Governing virtual data with data protection rules in Data Virtualization

Last updated: Mar 17, 2025
Data protection rules in Data Virtualization

You can govern your virtual data by defining data protection rules.

Before you begin

These instructions assume that you completed the following prerequisites:

About this task

Data protection rules specify what data to control by allowing or denying access, masking data, or filtering rows in virtualized data.

When you publish virtualized data assets to a catalog, they become subject to the defined data protection rules.

When IBM Knowledge Catalog is installed on the same Cloud Pak for Data instance as Data Virtualization, the enforcement of IBM Knowledge Catalog data protection rules is always enabled.

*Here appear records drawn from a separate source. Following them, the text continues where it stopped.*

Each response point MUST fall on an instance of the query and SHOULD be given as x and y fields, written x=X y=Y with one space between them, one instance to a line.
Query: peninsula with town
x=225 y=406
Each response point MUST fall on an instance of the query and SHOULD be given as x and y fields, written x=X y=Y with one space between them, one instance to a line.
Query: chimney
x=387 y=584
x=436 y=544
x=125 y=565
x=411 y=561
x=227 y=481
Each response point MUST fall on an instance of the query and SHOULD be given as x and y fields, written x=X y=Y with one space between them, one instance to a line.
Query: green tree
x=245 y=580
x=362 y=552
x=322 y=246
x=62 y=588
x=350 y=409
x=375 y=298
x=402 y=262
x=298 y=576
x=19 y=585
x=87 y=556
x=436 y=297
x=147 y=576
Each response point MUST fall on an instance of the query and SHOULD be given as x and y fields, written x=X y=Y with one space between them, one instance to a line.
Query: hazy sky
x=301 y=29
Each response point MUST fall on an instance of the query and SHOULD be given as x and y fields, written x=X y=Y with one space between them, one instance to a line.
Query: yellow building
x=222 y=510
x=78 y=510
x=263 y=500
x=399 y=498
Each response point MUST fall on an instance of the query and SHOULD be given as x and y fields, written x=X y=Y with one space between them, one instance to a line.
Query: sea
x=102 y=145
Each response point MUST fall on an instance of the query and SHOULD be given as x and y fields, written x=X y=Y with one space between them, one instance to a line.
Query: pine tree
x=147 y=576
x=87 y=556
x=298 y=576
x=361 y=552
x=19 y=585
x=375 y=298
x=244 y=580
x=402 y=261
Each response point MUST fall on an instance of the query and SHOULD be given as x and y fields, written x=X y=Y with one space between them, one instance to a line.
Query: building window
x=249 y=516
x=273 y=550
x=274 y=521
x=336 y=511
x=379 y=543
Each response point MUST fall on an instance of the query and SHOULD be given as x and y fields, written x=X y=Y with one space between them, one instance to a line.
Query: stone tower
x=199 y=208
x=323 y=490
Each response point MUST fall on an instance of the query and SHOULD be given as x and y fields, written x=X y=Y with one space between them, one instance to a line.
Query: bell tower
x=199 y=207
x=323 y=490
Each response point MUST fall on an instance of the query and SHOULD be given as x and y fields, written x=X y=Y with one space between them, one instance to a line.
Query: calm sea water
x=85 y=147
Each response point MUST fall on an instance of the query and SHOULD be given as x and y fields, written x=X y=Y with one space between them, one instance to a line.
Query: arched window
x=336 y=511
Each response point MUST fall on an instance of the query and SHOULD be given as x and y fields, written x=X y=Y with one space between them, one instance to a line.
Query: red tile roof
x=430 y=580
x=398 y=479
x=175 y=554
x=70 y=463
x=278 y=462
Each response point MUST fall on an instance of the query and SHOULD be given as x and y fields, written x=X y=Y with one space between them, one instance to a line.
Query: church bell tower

You can use following types of data protection rules in Data Virtualization:

Note: Db2 evaluates and enforces authorizations (Allow or Deny) separately from RCAC (column masks and row filters), while IBM Knowledge Catalog evaluates all applicable data protection rules (including both authorizations and RCAC) to yield a single decision. For example, if an IBM Knowledge Catalog column masking or row filtering rule applies in addition to a Deny authorization rule, then IBM Knowledge Catalog denies authorization under the "Most secure action wins" rule action precedence. This means that the Data Virtualization authorization request will be denied, and RCAC won't yield or apply any column masks or row filters.
Data masking
Data masking is used to hide sensitive data but still allow users to use the asset.
For more information, see Masking virtual data in Data Virtualization.
Row-level filtering

You can create data protection rules to include or exclude rows in your virtualized data to limit the rows that users can see. For example, you can define a rule so that employees can see customer data that is associated only with their department.

For more information, see Row-level filtering in Data Virtualization.

Watch the following video for an overview of access control in governance and data protection in Data Virtualization.

This video provides a visual method to learn the concepts and tasks in this documentation.

IBM Knowledge Catalog DPRs and Data Virtualization GRANTs

Data Virtualization determines whether you have access to an object through Db2 authorization checks (or GRANTs) and IBM Knowledge Catalog data protection rules (DPRs). IBM Knowledge Catalog DPRs restrict access to governed objects that are published to a governed catalog.

The following diagram illustrates this process: If the enforcement of IBM Knowledge Catalog DPRs is enabled in Data Virtualization, they are evaluated against the IBM Knowledge Catalog catalog assets to determine your authorization to access the objects. If you are granted authority to the objects, then Data Virtualization conducts Db2 authorization checks to confirm your access. You can only access the objects if you are authorized in both cases.

Diagram illustrating how IBM Knowledge Catalog DPRs further restricts access to governed objects before evaluating the object against IBM Knowledge Catalog and checking for Db2 authorization. If IBM Knowledge Catalog DPRs are not enabled, then Db2 authorization is checked next instead of evaluating the object against the IBM Knowledge Catalog.

For more information on managing user access, see Managing access to virtual objects in Data Virtualization.

For more information on Db2 authorization checks, see Authorization model for views.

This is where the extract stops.